Klappentext:
Nach dem berühmten Buch Schiller oder Die Erfindung des Deutschen Idealismus wendet sich Rüdiger Safranski der anderen großen Geistesströmung um 1800 zu: Der Romantik. Geschildert wird die Epoche der Schlegel, Tieck, Novalis, Fichte, Schelling, Eichendorff und E.T.A. Hoffmann. Eine Epoche der entfesselten Genies, die ins Grenzenlose und Geheimnisvolle aufbrechen, mit Sehnsucht und Ironie. Romantik war eine Fortsetzung der Religion mit ästhetischen Mitteln. Sie war der Versuch, "dem Gemeinen einen hohen Sinn, dem Gewöhnlichen ein geheimnisvolles Ansehen, dem Endlichen einen unendlichen Schein zu geben." (Novalis) Die Romantik war eine Epoche, die ihr Ende fand. Das Romantische aber lebt fort - als Geisteshaltung in der Poesie, Musik, Philosophie, im Alltagsleben und nicht zuletzt auch in der Politik.
Und das ist die zweite Geschichte, die Safranski erzählt. Sie handelt von der Karriere des Romantischen bis in die Gegenwart. Sie führt über Heine, Richard Wagner, Nietzsche, Thomas Mann zu den Erregungen der 20er Jahre und umgeht auch nicht das Problem der Verwendung romantischer Motive im Nationalsozialismus. Das Buch endet beim Romantischen der 68er Bewegung und mit der Frage: Wieviel Romantik verträgt die Politik?
In einer Art "doppelten Buchführung" schreibt Safranski über Romantik und das Romantische, über eine deutsche Obesession, die in ganz Europa Schule gemacht hat.

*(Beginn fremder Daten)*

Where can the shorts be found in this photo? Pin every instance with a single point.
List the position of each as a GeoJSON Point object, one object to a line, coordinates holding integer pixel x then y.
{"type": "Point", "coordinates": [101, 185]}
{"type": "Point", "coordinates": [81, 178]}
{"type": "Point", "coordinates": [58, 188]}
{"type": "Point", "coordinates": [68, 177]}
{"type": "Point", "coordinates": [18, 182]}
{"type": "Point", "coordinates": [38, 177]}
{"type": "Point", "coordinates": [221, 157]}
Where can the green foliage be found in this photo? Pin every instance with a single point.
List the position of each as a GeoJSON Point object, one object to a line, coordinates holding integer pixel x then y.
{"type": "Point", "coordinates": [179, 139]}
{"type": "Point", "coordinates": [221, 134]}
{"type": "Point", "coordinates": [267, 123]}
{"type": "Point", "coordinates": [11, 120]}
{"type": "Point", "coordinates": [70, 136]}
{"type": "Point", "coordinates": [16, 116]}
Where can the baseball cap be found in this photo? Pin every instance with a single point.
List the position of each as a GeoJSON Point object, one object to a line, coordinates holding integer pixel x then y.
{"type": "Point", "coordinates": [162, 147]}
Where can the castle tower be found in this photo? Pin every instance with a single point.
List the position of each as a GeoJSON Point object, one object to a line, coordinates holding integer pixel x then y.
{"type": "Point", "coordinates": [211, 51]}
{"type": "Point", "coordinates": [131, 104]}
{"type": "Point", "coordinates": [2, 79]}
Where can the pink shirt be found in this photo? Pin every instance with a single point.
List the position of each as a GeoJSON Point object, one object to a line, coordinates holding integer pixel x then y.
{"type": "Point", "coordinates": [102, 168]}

Im ersten Buch "Romantik" bietet der Autor eine Fülle von Informationen und Wissenswertem über das Zeitalter am Ende des 18. und Beginn des 19. Jahrhunderts. Er entfaltet die Gedanken von Philosophen wie Herder, Fichte, Schlegel, Kant, Schleiermacher, und zeigt auf, wie sich die belletristische Literatur von Novalis, Hölderlin, Hoffmann, Tieck, Kleist, Eichendorff u.a. daraus speiste. Dabei zitiert er oftmals aus deren theoretischen Schriften und weist auf die Verbindungen zu ihrer Dichtung hin, immer darauf bedacht, auch die Widersprüche oder Uneinigkeiten zwischen einzelnen Dichtern / Philosophen zu nennen.

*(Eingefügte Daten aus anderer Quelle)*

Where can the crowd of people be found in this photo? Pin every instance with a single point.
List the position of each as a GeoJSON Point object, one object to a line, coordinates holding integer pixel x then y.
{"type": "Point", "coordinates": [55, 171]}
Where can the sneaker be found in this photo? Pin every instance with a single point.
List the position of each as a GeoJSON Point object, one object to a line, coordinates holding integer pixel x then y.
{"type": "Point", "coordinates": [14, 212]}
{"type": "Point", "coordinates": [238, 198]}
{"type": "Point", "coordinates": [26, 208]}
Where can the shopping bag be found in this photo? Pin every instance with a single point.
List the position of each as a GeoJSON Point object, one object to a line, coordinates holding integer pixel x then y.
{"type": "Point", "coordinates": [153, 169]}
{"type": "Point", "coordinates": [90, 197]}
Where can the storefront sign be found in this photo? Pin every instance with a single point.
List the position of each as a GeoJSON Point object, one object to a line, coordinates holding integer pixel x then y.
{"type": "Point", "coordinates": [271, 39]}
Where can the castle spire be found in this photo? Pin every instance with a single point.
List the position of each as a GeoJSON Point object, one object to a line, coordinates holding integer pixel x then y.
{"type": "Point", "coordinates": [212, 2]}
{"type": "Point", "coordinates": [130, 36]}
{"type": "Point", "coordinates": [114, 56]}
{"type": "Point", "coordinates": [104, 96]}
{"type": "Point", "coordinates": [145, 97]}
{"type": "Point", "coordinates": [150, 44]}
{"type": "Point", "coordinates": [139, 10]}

Noch interessanter wirds im zweiten Buch "Das Romantische". Als literarische Epoche zwar beendet, lebte das Gedankengut der Romantiker weiter, entwickelte neue Ausprägungen bis in den Bereich der Politik: Marx' romantische Antwort auf den immer größer werdenden Materialismus, Richard Wagners mystisch-mythische Operninszenierungen, Nietzsches Zusammenbruch. Während auf der einen Seite schwärmerische Gruppierungen Zulauf bekamen, wurde auf der anderen Seite am Aufbau einer "stählernen Romantik" gearbeitet, der Militarisierung.

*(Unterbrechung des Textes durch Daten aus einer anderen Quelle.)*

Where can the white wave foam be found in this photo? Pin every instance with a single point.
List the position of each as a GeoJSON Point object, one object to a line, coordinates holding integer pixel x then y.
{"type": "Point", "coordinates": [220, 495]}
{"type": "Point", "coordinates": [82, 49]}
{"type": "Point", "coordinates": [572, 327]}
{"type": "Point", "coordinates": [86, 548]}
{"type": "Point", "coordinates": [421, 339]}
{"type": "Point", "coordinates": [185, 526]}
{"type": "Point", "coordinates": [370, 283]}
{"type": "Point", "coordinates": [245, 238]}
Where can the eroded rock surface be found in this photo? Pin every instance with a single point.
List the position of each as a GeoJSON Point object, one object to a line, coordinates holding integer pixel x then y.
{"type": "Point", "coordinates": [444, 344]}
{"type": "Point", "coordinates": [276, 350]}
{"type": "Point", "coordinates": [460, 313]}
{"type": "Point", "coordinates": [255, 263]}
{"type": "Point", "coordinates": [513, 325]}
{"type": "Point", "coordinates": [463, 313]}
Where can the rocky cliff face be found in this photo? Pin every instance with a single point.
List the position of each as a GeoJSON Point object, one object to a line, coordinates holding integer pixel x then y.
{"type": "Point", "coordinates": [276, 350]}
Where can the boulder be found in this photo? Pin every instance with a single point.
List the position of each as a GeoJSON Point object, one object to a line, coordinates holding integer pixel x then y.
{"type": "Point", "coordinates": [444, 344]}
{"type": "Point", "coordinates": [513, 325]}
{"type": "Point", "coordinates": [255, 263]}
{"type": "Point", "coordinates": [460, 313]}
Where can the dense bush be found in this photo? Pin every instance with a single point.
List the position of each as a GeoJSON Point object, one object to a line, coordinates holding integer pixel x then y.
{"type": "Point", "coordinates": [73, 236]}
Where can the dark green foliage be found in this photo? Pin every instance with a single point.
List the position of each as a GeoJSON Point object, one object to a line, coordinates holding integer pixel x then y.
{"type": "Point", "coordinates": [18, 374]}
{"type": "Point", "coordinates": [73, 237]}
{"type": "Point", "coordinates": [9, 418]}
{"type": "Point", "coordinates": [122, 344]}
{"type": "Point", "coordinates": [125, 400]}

Doch auch nach dem Unheil des 2. Weltkriegs und dem Wirtschaftswunder-Jahrzehnt mit seiner materiellen Gier war das Romantische nicht tot, denn es lässt bis in die Illusionen und Gedanken der 70er Jahre verfolgen.
Was aber ist so deutsch an der Romantik? Frankreich war am Ende des 18. Jahrhunderts mit seiner Revolution beschäftigt, später schlug es sich mit Robbespierre und Napoleon herum; die Engländer reisten in die Kolonien und trieben den Welthandel voran. Deutschland war ein Kleinstaaten-Gemenge, das seinen Nachbarn wenig entgegenzusetzen hatte. Außer seinen Dichtern und Denkern. Denen es nicht nur um eine private Romantik ging, sondern auch um Einigkeit und Verständnis unter den Menschen, um transzendentale Erfahrungen und den Zusammenhalt im Vaterland - Sehnsüchte, die letztlich zur Blut-und-Boden-Ideologie der Nazis und zum Antisemitismus führten.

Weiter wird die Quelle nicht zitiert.